Geologic boundary layer corresponding to the K–T extinction event.

Cenozoic era — age of mammals

Era from ~65 MYA to present; diversification and dominance of mammals.

Panspermia

Hypothesis that life originated elsewhere and was delivered to Earth via celestial bodies.

Abiotic synthesis of organic materials

Non-biological formation of organic molecules such as amino acids, nucleotides, sugars, lipids, and ATP.

Formation of polymers

Polymerization of organic molecules; clay surfaces rich in Fe and Zn can promote proximity and assembly.

Formation of protobionts

Development of protocell-like structures (liposomes) that encapsulate organic materials.

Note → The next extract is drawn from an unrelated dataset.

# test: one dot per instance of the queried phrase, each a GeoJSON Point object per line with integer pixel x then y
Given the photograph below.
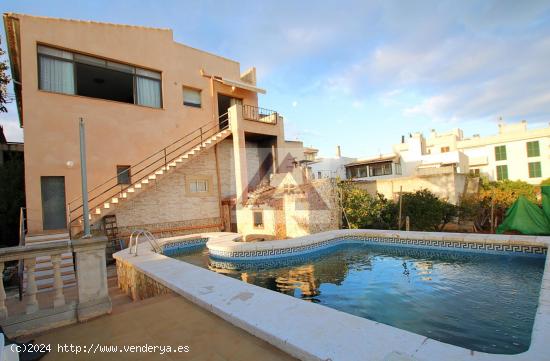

Origin of hereditary material

Emergence of genetic material that can store and transmit information (leading to RNA world).

RNA world

Hypothesis that early life used RNA for both information storage and catalysis, preceding DNA–protein systems.

Four characteristics of RNA (in RNA world)

RNA easily forms abiotically, can replicate, carries hereditary information, and has catalytic properties.

Viroids

Small, circular RNA molecules; potential clues to the RNA world hypothesis.

DNA and RNA in life today

All current life forms use both DNA and RNA for genetic information and function.

Earth’s early environment (3.8 BYA)

Molten rock, no free oxygen (reducing atmosphere), and high-energy conditions that may have enabled Abiogenesis.

3.8 BYA diversification start

The emergence of life around 3.8 BYA led to the later biological diversity of Earth (supported by Hug et al., 2016).